Teachers of sixth form classes have expert knowledge of the subjects and courses they teach, and we put huge emphasis on the continued development of subject knowledge and pedagogy, utilising the wealth of experience in sixth form teaching across the Harris Federation, to continue developing our experts.
To that end, the work that teachers give to sixth form students is demanding and teachers design activities to help students to remember long term content they have been taught, whilst improving and extending what they already know and can do into larger concepts.
Teachers encourage students to use subject specific, professional, and technical vocabulary well and demand work of a consistently high standard. As a result, students in the sixth form demonstrate very positive attitudes about their learning and commitment to their education.
Although sixth form lessons will often follow the same basic lesson structure as lessons in the secondary phase, sixth form teachers are not bound by this. The increased academic rigour of sixth form study, the growing maturity of students and the small
Most post-16 lessons will follow the same structure as those of the secondary school. Each lesson will begin with a knowledge retrieval task in the form of a ‘Do Now’. This will be followed by a period of direct instruction from their teacher, who is a subject specialist. The lessons in post-16 allow for discussion and debate, to develop our students’ oracy skills, as well as independent practice which ensures that students are confident in exam technique.
Student will complete weekly knowledge quizzes and a monthly summative assessment which will be reported home.
Marking and feedback
We aim that students will complete at least one piece of assessed work in each subject, every week (which will often but not necessarily be a piece of written work). Feedback will be provided on this piece of work within one week, either through teacher marking, peer or self-assessment, or discussion.
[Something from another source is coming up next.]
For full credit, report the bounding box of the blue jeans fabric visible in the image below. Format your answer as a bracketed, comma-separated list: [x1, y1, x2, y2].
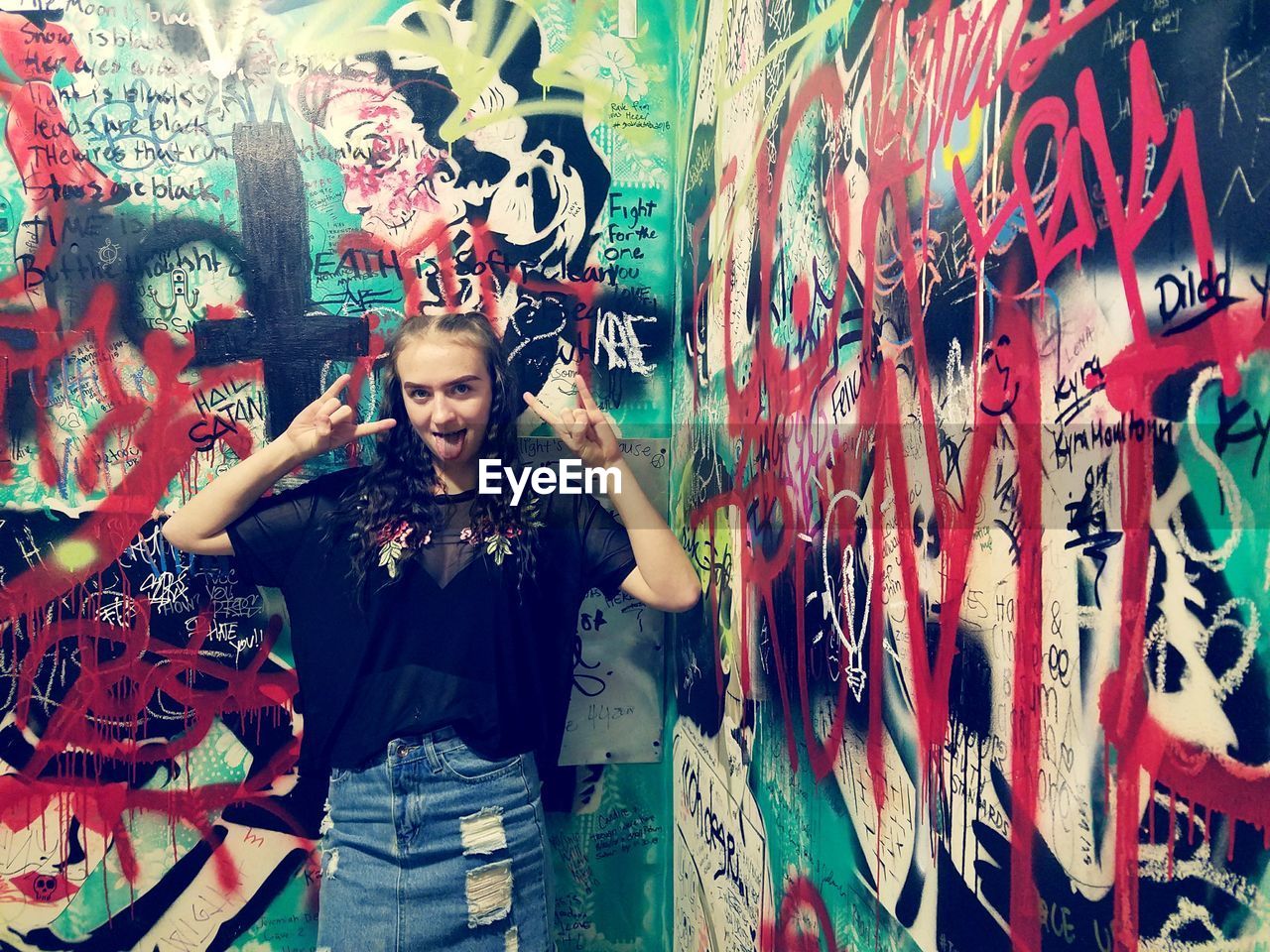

In setting work, teachers should aim to be very clear about how it will be assessed; often they will share and discuss the various assessment criteria with the students. Teachers and students should know what it takes to attain each standard or grade and students should be made familiar with marking criteria. Teaching and assessment should be designed to help students achieve the next level and as such, teachers should ensure that students understand their level of performance and have opportunities to interpret them in discussion with teachers.
It is vital that feedback is carefully designed and targeted to help students to improve and to that end whole-class feedback is not a formal expectation in sixth form. Instead, students are provided with highly individualised written, or spoken feedback which is clear and concise; positively phrased; and indicative of ways to improve. Ideally, teachers and students will see feedback as a dialogue about ongoing improvement and may use a variety of strategies to facilitate this. Students may be expected to redraft work following feedback, either in lesson, or at home and also may be required to evaluate their own performance. Teachers will also give students feedback on their organisational skills. Where possible, students should be given opportunities to assess and reflect on their own and others’ work.
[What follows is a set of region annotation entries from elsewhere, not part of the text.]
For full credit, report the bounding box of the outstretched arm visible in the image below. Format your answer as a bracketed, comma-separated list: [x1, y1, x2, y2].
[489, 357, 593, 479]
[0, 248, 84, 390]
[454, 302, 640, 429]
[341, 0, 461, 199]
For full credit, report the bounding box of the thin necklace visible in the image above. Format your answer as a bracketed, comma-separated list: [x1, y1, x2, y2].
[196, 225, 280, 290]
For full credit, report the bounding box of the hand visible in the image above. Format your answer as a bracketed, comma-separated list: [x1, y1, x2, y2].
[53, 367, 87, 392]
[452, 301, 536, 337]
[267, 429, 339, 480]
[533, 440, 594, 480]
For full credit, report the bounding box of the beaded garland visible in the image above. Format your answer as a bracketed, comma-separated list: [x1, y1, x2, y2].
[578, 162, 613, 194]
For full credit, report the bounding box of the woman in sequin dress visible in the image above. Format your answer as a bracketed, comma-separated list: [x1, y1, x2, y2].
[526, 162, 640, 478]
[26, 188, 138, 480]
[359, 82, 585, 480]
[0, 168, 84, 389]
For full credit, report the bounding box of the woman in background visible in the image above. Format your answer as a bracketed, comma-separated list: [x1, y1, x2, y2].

Every time we provide feedback, we aim to think carefully about how that feedback is going to help the student to learn more effectively and perform at a higher-level next time and how it will inform and shape our teaching in future.
Independent study
Sixth Form study requires a considerable amount of private and independent study. This means that students need to demonstrate self-discipline and organisation. Students must take responsibility for organising their time to allow them to complete the research, wider reading, class work and coursework required across all their subjects. As a guide, we adopt a 5:3:2 model when talking to students about their private study, that is:
- 5 hours of lesson time with their teacher/s – these lessons will always be highly planned and will take one of the formats as earlier outlined.
- 3 hours of private study during “free” periods – in this time students should be consolidating their learning, committing new information to long term memory, reading, doing additional exam practice, and completing pre-reading and tasks in preparation for the next lesson. There should be an element of prep completed prior to evey lesson.
- 2 hours of homework set by the teacher – this work will have a clear deadline and will generally be essay writing or exam practice that will require feedback.
Teachers will ensure that all students have recorded homework tasks carefully and accurately, are very clear about the date for submission, and that they are using a sensible, effective system for recording this information.
As part of the feedback cycle teachers should engage in dialogue with students about how long work is taking them and incorporate into their teaching advice on strategies for smarter, more efficient working habits. Teachers will regularly check students’ files and give organisational advice as part of their lessons as well as in “academic monitoring” sessions during tutor time.